Pavlidis Pavlos, Alachiotis Nikolaos
Institute of Computer Science, Foundation for Research and Technology-Hellas, 70013 Crete, Greece.
J Biol Res (Thessalon). 2017 Apr 8;24:7. doi: 10.1186/s40709-017-0064-0. eCollection 2017 Dec.
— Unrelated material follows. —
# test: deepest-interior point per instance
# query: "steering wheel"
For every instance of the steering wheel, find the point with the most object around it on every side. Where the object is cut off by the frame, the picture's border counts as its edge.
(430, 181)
Positive selection occurs when an allele is favored by natural selection. The frequency of the favored allele increases in the population and due to genetic hitchhiking the neighboring linked variation diminishes, creating so-called selective sweeps. Detecting traces of positive selection in genomes is achieved by searching for signatures introduced by selective sweeps, such as regions of reduced variation, a specific shift of the site frequency spectrum, and particular LD patterns in the region. A variety of methods and tools can be used for detecting sweeps, ranging from simple implementations that compute summary statistics such as Tajima's D, to more advanced statistical approaches that use combinations of statistics, maximum likelihood, machine learning etc. In this survey, we present and discuss summary statistics and software tools, and classify them based on the selective sweep signature they detect, i.e., SFS-based vs. LD-based, as well as their capacity to analyze whole genomes or just subgenomic regions. Additionally, we summarize the results of comparisons among four open-source software releases (SweeD, SweepFinder, SweepFinder2, and OmegaPlus) regarding sensitivity, specificity, and execution times. In equilibrium neutral models or mild bottlenecks, both SFS- and LD-based methods are able to detect selective sweeps accurately. Methods and tools that rely on LD exhibit higher true positive rates than SFS-based ones under the model of a single sweep or recurrent hitchhiking. However, their false positive rate is elevated when a misspecified demographic model is used to represent the null hypothesis. When the correct (or similar to the correct) demographic model is used instead, the false positive rates are considerably reduced. The accuracy of detecting the true target of selection is decreased in bottleneck scenarios. In terms of execution time, LD-based methods are typically faster than SFS-based methods, due to the nature of required arithmetic.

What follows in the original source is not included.